Counting DNA Letters in a Character Vector#
In this article, we will explore a method to count the occurrences of the letters A, C, G, and T in a given character vector or scalar. This task is essential in bioinformatics and genetics, where we often need to analyze DNA sequences.
Sample DNA String#
We start by defining a sample DNA string, which contains the letters A, C, G, and T. Our goal is to compare each of these letters with the entire string. To achieve this, we can use an outer product, which allows us to generate all combinations of elements from the left (the set of letters) with elements from the right (the DNA string).
dna ← 'AGCTTTTCATTCTGACTGCAACGGGCAATATGTCTCTGTGTGGATTAAAAAAAGAGTGTCTGATAGCAGC'
Creating the Boolean Table#
The outer product will produce a Boolean table indicating the presence of each letter in the DNA string. Our next step is to count the number of ones in each row of this table. We can easily reduce the data to find these counts.
'ACGT'∘.=dna
+/'ACGT'∘.=dna
The first line generates a Boolean table showing where each letter appears, while the second line sums these occurrences, producing:
20 12 17 21
Handling Single Letters#
However, we encounter an issue when we only have a single letter, such as ‘C’. In this case, the outer product gives us a vector instead of a matrix. Consequently, when we sum the rows, we obtain a single number instead of distinct counts for each letter.
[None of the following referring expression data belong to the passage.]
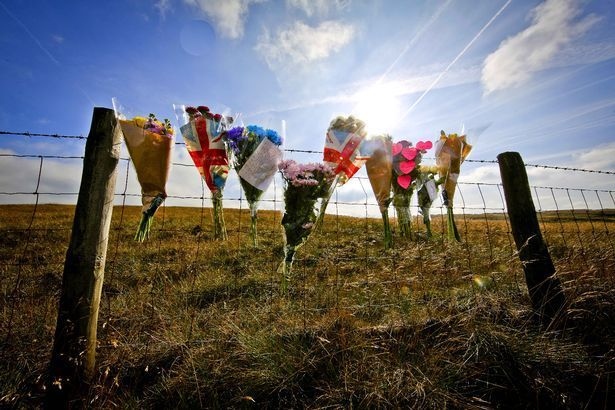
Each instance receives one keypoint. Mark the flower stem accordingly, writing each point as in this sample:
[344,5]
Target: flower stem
[388,236]
[253,223]
[286,267]
[427,221]
[453,233]
[219,225]
[404,221]
[324,203]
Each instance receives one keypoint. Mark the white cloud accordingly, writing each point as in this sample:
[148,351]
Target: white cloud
[227,16]
[319,7]
[163,7]
[601,157]
[553,28]
[302,43]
To address this, we can use the revel
function, which ensures scalars are treated as vectors:
'ACGT'∘.='C'
+/'ACGT'∘.='C'
This results in a correct count for ‘C’:
1
Creating a Function#
We can then encapsulate this entire process into a single test function that works seamlessly with our DNA string.
Alternative Approach: Using the Key Operator#
Another approach to solving this counting problem is to utilize the key operator. However, this method has an issue with ordering.
The key operator works by returning each unique element as the left argument to the function, while the indices of the original data are provided on the right. Because of this, we might miss elements if they aren’t all present.
To ensure we capture all letters, we can insert “ACGT” before our data. This guarantees that each letter will be encountered in the correct order and that there will be at least one occurrence of each letter. After counting, we simply need to subtract one from the results to eliminate the dummy entries we added.
{¯1+{≢⍵}⌸'ACGT',dna}
This will yield our final counts:
20 12 17 21
Writing the Function Neatly#
Here’s how we can formulate this solution in a neat function. Additionally, I have an idea for an extension that could make this process even cleaner. We can achieve this by importing a model from my GitHub account that includes a special operator called quad
.
Implementation of the Extended Key Operator#
By renaming the operator to something more intuitive, we can now try out our new approach. Instead of taking a function as an argument, this operator takes a vocabulary (in this case, “ACGT”). We can then apply it to our DNA string, producing a list of indices for each unique letter.
]get github.com/abrudz/dyalog_vision/blob/main/QuadEqual.aplo
Ⓚ←#.QuadEqual
(≢¨'ACGT'Ⓚ)dna
This adjustment will lead us to a more efficient and user-friendly counting process, producing our desired counts of:
20 12 17 21
Conclusion#
Counting the occurrences of DNA letters is a vital task that can be executed using a variety of methods, from straightforward approaches to more advanced operator extensions. By understanding and utilizing these techniques, we can simplify our analysis of DNA sequences. Thank you for reading!